Según la teoría de la Fiscalía, alias “Pipo”, identificado como cabecilla de una banda terrorista, habría sido quien autorizó, dirigió y ordenó la ejecución del crimen. La investigación sostiene que, tras la muerte de Leandro Norero, alias “El Patrón”, los presuntos autores mediatos acudieron directamente a “Pipo” para concretar el atentado, tras lo cual se habría activado toda la estructura criminal.
El ente acusador señala que “Pipo” dispuso que la coordinación, comunicación y supervisión del seguimiento esté a cargo de Carlos Angulo L., alias “Invisible”, uno de los autores materiales ya sentenciado. Además, habría recibido información reservada sobre contactos policiales vinculados a la seguridad del entonces candidato, la cual presuntamente fue utilizada para la planificación del crimen.
En cuanto a alias “Lobo Menor”, la Fiscalía indicó —con base en testimonios anticipados— que tenía control directo del grupo armado, y se encargaba de los seguimientos, supervisión de reuniones, pagos y operatividad del ataque.

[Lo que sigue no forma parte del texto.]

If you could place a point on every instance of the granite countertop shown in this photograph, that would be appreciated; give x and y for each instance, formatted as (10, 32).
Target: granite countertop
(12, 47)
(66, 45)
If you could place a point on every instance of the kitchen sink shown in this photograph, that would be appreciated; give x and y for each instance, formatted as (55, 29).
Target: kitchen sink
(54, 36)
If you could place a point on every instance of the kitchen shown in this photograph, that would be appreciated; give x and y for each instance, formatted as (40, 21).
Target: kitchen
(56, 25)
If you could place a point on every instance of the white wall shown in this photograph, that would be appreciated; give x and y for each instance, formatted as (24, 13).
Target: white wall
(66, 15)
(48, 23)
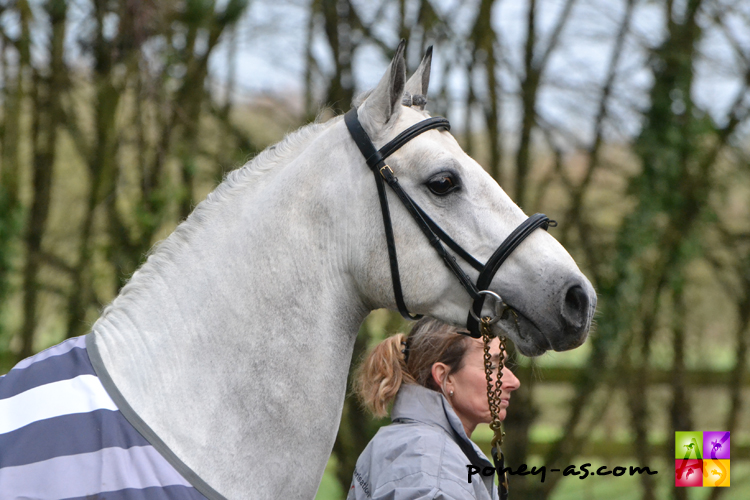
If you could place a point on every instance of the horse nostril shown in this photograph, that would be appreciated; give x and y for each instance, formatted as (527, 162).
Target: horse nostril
(576, 307)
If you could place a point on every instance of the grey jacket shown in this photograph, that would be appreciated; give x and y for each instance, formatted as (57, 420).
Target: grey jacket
(423, 454)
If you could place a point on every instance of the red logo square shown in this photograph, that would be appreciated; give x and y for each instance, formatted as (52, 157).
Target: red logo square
(688, 472)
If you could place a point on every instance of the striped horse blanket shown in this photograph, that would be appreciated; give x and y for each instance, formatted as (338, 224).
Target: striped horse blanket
(63, 437)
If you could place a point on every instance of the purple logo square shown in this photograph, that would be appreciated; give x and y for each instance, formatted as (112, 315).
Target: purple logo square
(716, 444)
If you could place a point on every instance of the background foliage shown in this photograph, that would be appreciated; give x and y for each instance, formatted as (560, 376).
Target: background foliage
(627, 121)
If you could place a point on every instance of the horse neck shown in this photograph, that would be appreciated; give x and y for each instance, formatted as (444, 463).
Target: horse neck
(238, 325)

Por su parte, alias “Gordo Luis” habría sido el responsable de entregar una elevada suma de dinero a una disidencia de las FARC para contratar a los sicarios que ejecutaron el asesinato, de acuerdo con el testimonio de un testigo protegido.
La Fiscalía también recordó que Xavier J., José S., Ronny A. y Daniel S. ya fueron procesados desde el 3 de septiembre de 2025 como presuntos autores mediatos, quienes habrían solicitado y financiado el crimen con apoyo de grupos armados irregulares.
Con esta nueva vinculación, el caso entra en una fase ampliada de investigación, mientras los procesados permanecerán con prisión preventiva y bajo las nuevas disposiciones judiciales de protección a los familiares de la víctima.